Wintergreen and analysts also have called for deeper cuts at the company, which has a market value of about US$190-billion.
Mr. Kent had pledged in February to trim US$1-billion in costs by 2016. The company’s board also reined in its stock-compensation plan, which investors such as Warren Buffett had seen as excessive. Mr. Winters had lobbied against the plan, calling it a “raw deal” for shareholders that was too generous and diluted the stock.

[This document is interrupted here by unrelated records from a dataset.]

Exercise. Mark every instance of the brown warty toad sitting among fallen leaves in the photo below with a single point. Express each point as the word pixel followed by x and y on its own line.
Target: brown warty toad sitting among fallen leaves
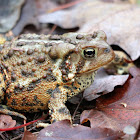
pixel 43 71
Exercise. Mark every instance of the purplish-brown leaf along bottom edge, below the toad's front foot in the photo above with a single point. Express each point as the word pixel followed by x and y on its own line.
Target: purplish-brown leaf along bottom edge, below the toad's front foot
pixel 64 130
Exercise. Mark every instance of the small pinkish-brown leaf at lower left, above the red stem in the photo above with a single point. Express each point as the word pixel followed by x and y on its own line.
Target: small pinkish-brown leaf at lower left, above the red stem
pixel 6 121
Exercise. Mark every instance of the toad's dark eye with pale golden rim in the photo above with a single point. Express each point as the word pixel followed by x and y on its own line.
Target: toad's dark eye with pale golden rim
pixel 89 53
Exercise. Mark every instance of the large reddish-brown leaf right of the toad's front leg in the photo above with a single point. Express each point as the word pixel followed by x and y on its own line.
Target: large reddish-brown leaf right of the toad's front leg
pixel 110 113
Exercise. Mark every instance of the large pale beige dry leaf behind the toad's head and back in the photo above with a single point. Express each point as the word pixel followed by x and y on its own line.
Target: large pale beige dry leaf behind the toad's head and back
pixel 121 22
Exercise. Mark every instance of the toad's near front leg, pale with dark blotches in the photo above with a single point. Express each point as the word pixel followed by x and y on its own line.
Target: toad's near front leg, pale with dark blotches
pixel 56 105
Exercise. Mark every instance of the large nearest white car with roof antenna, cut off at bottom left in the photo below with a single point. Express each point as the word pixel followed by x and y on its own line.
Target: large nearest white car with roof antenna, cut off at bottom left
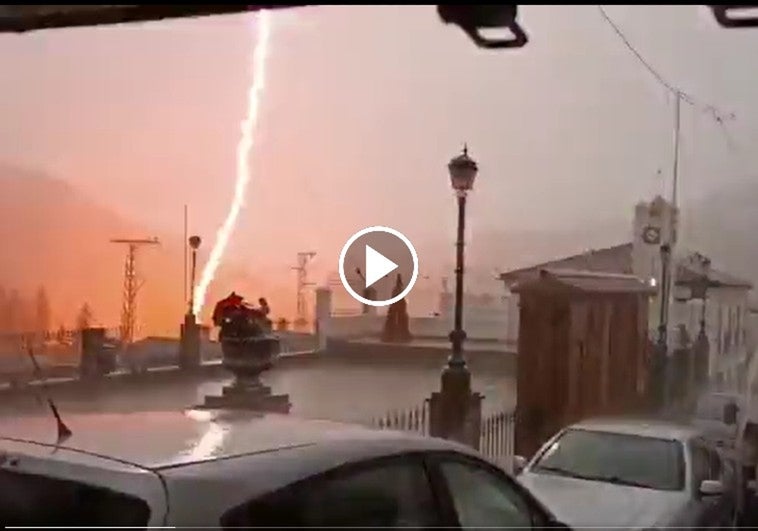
pixel 223 470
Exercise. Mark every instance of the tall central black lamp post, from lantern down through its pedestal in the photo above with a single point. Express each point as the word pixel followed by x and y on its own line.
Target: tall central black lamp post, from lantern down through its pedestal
pixel 455 410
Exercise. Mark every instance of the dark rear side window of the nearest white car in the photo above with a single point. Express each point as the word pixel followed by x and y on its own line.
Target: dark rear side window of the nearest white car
pixel 394 493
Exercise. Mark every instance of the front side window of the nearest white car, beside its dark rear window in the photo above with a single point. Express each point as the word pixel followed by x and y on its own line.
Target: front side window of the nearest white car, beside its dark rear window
pixel 484 499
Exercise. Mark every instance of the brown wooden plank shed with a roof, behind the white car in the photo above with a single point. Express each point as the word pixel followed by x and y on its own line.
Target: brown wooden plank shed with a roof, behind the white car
pixel 582 350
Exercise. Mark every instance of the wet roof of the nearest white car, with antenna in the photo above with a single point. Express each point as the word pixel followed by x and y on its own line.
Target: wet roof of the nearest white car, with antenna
pixel 165 439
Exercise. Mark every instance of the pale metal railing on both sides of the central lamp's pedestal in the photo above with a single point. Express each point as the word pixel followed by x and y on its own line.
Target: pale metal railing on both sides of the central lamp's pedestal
pixel 496 434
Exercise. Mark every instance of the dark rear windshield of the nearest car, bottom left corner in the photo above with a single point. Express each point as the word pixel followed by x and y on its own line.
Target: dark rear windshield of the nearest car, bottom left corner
pixel 29 500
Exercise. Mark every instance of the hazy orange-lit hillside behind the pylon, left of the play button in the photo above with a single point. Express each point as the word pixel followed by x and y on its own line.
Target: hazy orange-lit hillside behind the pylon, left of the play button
pixel 53 235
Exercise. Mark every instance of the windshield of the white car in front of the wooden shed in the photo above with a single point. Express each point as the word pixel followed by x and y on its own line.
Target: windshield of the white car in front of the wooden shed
pixel 615 458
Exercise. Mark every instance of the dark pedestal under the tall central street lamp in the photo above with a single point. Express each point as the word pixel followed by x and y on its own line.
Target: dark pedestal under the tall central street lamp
pixel 455 411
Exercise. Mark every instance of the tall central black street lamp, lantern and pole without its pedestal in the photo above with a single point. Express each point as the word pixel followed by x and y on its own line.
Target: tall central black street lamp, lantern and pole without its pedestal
pixel 463 171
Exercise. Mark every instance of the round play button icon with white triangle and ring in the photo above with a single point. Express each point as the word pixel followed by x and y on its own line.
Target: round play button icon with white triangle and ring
pixel 378 266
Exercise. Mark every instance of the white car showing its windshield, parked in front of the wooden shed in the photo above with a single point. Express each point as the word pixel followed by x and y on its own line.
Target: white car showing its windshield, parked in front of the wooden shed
pixel 632 474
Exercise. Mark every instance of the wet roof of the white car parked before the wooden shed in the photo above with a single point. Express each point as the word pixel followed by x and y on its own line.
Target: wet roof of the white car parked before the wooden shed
pixel 641 426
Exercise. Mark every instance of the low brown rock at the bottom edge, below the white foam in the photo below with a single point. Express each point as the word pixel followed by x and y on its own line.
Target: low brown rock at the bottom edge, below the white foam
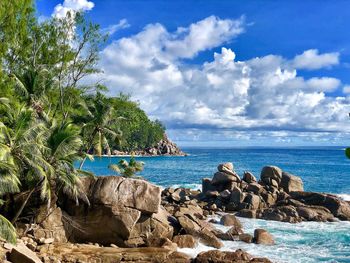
pixel 216 256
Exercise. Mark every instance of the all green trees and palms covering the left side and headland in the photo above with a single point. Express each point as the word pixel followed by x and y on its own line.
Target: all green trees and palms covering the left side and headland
pixel 50 120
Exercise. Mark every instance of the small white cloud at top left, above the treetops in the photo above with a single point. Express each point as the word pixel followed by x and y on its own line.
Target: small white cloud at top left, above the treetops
pixel 72 6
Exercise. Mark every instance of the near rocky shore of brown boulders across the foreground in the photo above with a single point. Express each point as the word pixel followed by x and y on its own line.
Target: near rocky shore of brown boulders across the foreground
pixel 132 220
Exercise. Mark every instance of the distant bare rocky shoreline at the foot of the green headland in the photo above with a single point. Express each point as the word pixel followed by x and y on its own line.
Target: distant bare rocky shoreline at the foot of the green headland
pixel 164 147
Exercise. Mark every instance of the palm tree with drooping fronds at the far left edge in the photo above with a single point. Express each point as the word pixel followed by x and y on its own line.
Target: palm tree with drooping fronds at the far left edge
pixel 22 142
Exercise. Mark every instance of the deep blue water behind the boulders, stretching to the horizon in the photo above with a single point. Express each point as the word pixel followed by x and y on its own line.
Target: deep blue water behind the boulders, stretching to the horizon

PepsiCo Inc., Coca-Cola’s biggest rival, is tightening its belt as well. CEO Indra Nooyi is cutting US$5-billion over the next five years, helping bolster profit. The secondlargest beverage company raised its earnings forecast for the year when it delivered quarterly results earlier this month.
As it reduces costs, CocaCola also reset its expectations for sales growth, saying the economy would remain challenging through 2015. The company lowered the bottom end of its long-term net revenue growth target to as low as 4% from 5%. CocaCola retained its goal to grow per-share earnings by a high single-digit percentage after this year.
Coca-Cola’s woes have overshadowed a U.S. market-share gain from the company’s “Share a Coke” program, which replaced its logo on bottles and cans with common names and phrases.
“We worry that bigger issues will continue to plague the company,” Vivien Azer, an analyst for Cowen & Co. in New York, said this week in a note. “Macro weakness in emerging markets, in particular Latin America, concerns over diets, and currency headwinds, to name a few.”